On Halloween night, students will put on their comic or skanky costumes in hopes of a good time, but instead of piling onto the UB Stampede, they'll get into their cars, knowing full well that the buses will stop running at 2 a.m.
Rest assured, UB will be sleeping tight, pretending no responsibility lies with them.
Extend bus runs until 4 a.m. on the weekends? Negotiate with NFTA to obtain metro passes for the student body with terms of a late-night bus service downtown the way Buffalo State College, Medaille and Canisius have? No way.
Instead they ignore the problem, while the University Police occasionally choose to make an example of some idiot pulling into the University Apartments trashed at 3 a.m. Meanwhile the rest of the drunk-driving population hurries home unscathed-for now.

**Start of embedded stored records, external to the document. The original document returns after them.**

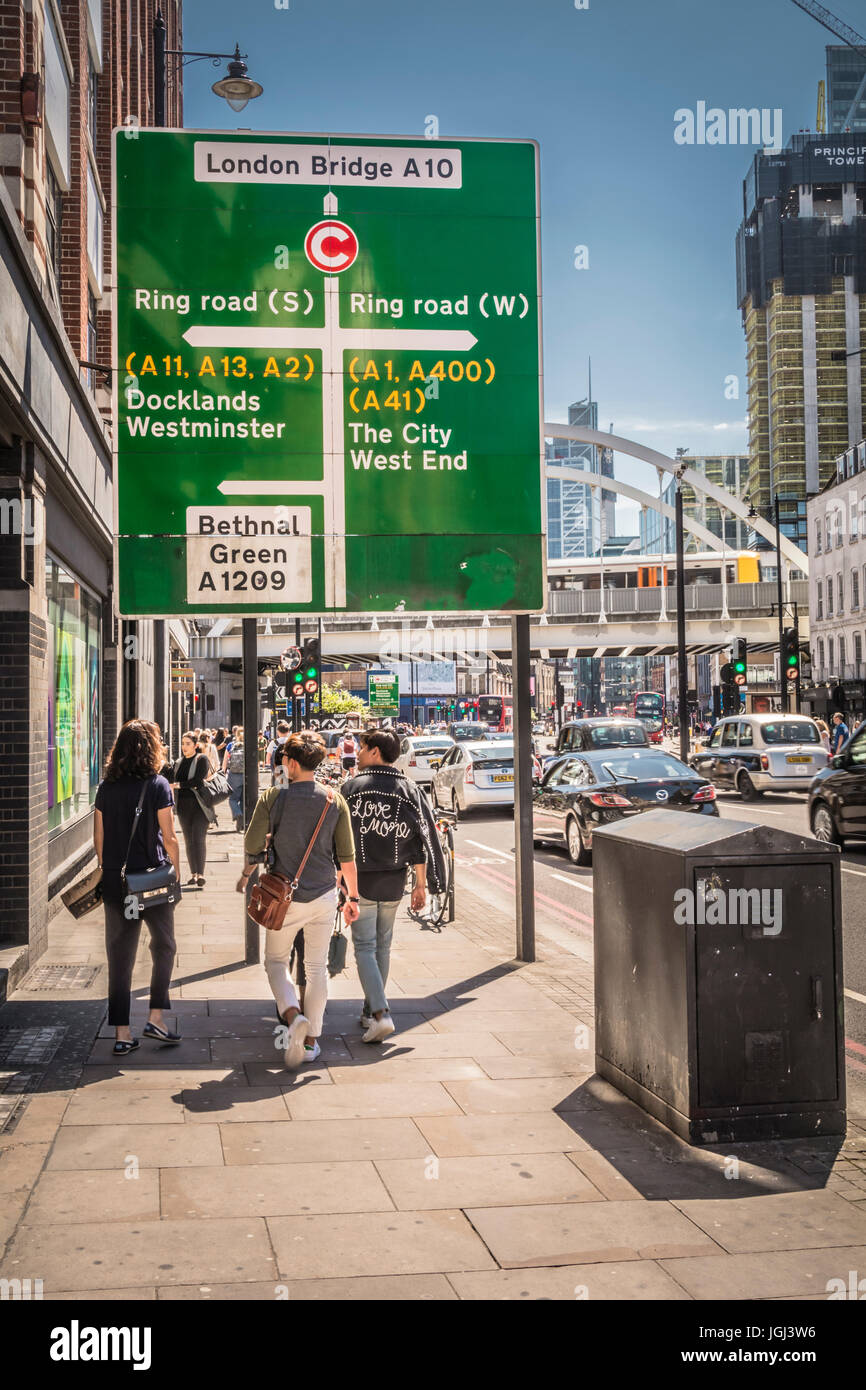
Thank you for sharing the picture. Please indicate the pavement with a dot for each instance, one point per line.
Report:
(471, 1157)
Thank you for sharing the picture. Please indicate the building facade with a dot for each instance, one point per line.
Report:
(70, 71)
(801, 280)
(573, 508)
(837, 590)
(845, 89)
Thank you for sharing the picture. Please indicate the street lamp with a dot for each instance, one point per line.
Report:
(237, 88)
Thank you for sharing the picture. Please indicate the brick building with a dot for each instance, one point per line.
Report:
(70, 71)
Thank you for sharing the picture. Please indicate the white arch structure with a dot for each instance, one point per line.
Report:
(726, 501)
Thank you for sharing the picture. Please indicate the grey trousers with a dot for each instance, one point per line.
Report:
(193, 826)
(121, 947)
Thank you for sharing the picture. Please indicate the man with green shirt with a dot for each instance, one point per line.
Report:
(287, 816)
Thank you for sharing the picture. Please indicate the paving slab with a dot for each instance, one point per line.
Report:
(464, 1136)
(587, 1233)
(150, 1146)
(273, 1190)
(188, 1052)
(403, 1070)
(106, 1296)
(784, 1273)
(417, 1044)
(502, 1097)
(548, 1019)
(299, 1141)
(234, 1104)
(488, 1180)
(391, 1243)
(120, 1254)
(111, 1079)
(370, 1101)
(633, 1280)
(20, 1166)
(124, 1107)
(786, 1221)
(95, 1196)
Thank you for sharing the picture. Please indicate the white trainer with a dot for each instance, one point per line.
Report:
(295, 1045)
(380, 1029)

UB is sweeping our lives under the rug just so they can pretend that their students are not drinking.
With two campuses three miles apart, one lined with bars and the other where the majority of students live, how could anyone pretend this isn't going on?
Heads up, UB: college students drink underage, overage, in bars, on streets, in backyards, in cars - and everybody knows it. You're not fooling anyone and since you shut down the on-campus pub long ago and made it your policy to hunt down students drinking in dorms, undergrads are likely to leave campus to booze it up.
When I was a freshman, bus drivers would volunteer to drive past 2 a.m., unpaid, to make sure students had a safe and enjoyable evening. Are these the only people that really care if students are driving home drunk?
Didn't anybody learn anything from abstinence-only sex education? Cutting off transportation at 2 a.m. isn't going to keep students from drinking any more than making condoms or birth control unattainable is going to stop students from screwing in full costume in an Ellicott laundry room while they wait impatiently for one of those 300-year-old elevators.
Granted, students need to take some responsibility for their personal safety. But with a subway line that stops at 12:30 a.m., a plethora of notoriously unreliable taxi cab companies and a main campus that is so far away from anything that it's impossible to walk or bike to, it's no surprise that we're looking for some direction from the same administration that seems to have no problem regulating each and every other move we make.
The only thing that's spooky about this Halloween is that UB doesn't care enough to provide late-night transportation; SA is too wrapped up in god-knows-what to provide supplemental transportation for the holiday, and the public transportation that is available to North Campus is largely unreliable.
Take my advice (because apparently nobody else cares what happens to you on Halloween or on any other night), if you don't want to get sloppy and go home with someone who lives in the Heights, plan on designating a driver you trust, because honestly I'm shocked and we should all be thankful that no one has died yet.
After years of UB controlling everything from how much food I should eat (meal plans) to the way I should spend my financial aid, I feel secure in the knowledge that when I finally look to UB administrators for protection and suggestions, all I get is an empty candy bag.